The president’s rapidly changing tariff policies have upended international trade. Trump on Wednesday announced a 90-day pause on his “reciprocal tariffs,” but he stood firm on 10% baseline duties and 145% tariffs on China.

Then, U.S. Customs and Border Protection announced an exemption from the tariffs for Chinese-made consumer electronics like smartphones, computers and semiconductors late Friday, though the products remain subject to a 20% tariff imposed earlier in the year. But Commerce Secretary Howard Lutnick backtracked on Sunday and said the exemption was not permanent.

In a Wednesday post on X, Dalio called for the U.S. to negotiate a “win-win” trade agreement with China that would appreciate the yuan against the dollar. He also called for both countries to address their growing debts.

“If they don’t, we’re going to have a supply-demand problem for debt at the same time as we have these other problems, and the results of that will be worse than a normal recession,” Dalio said.

The very value of money is at stake, Dalio said.
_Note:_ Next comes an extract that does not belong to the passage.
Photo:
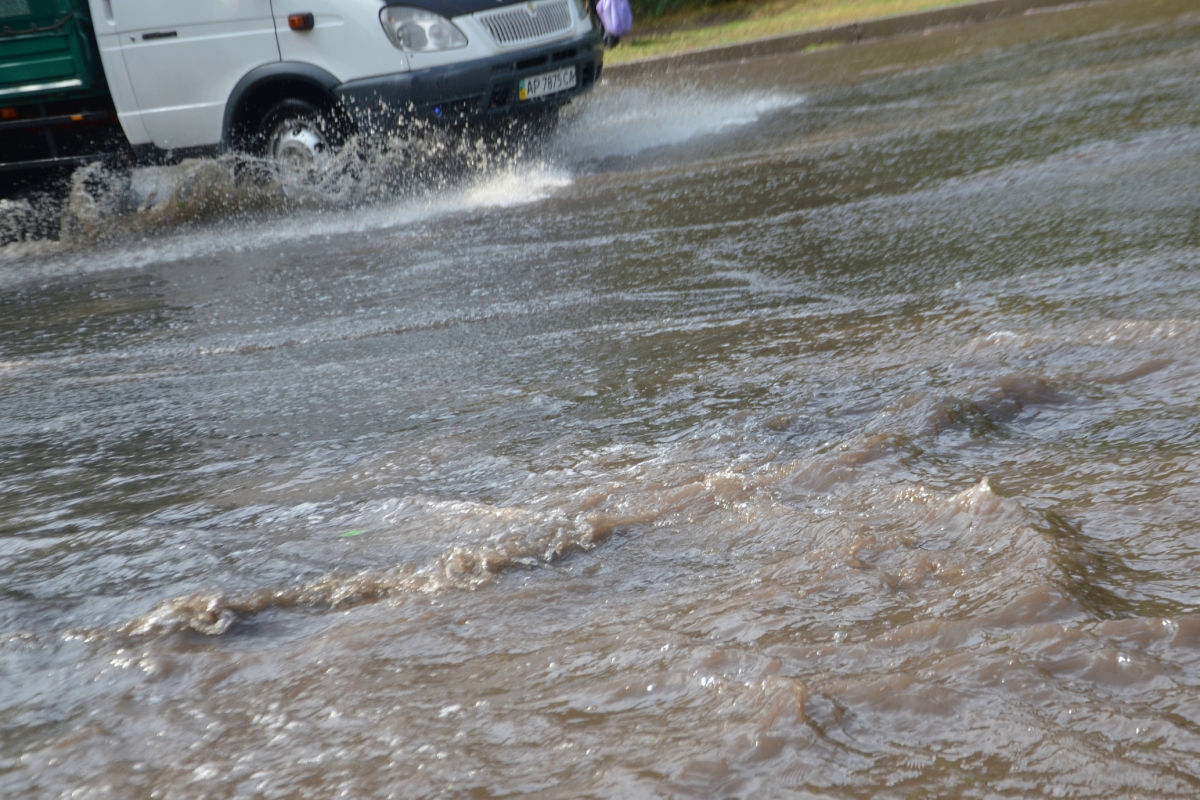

A breakdown in the bond market, combined with events like internal and international conflict, could be an even more severe shock to the monetary system than President Richard Nixon’s cancellation of the gold standard in 1971 and the global financial crisis in 2008.

That change is avoidable, Dalio said, if lawmakers work together to trim the deficit and the U.S. discourages conflict and inefficient policy on the global stage.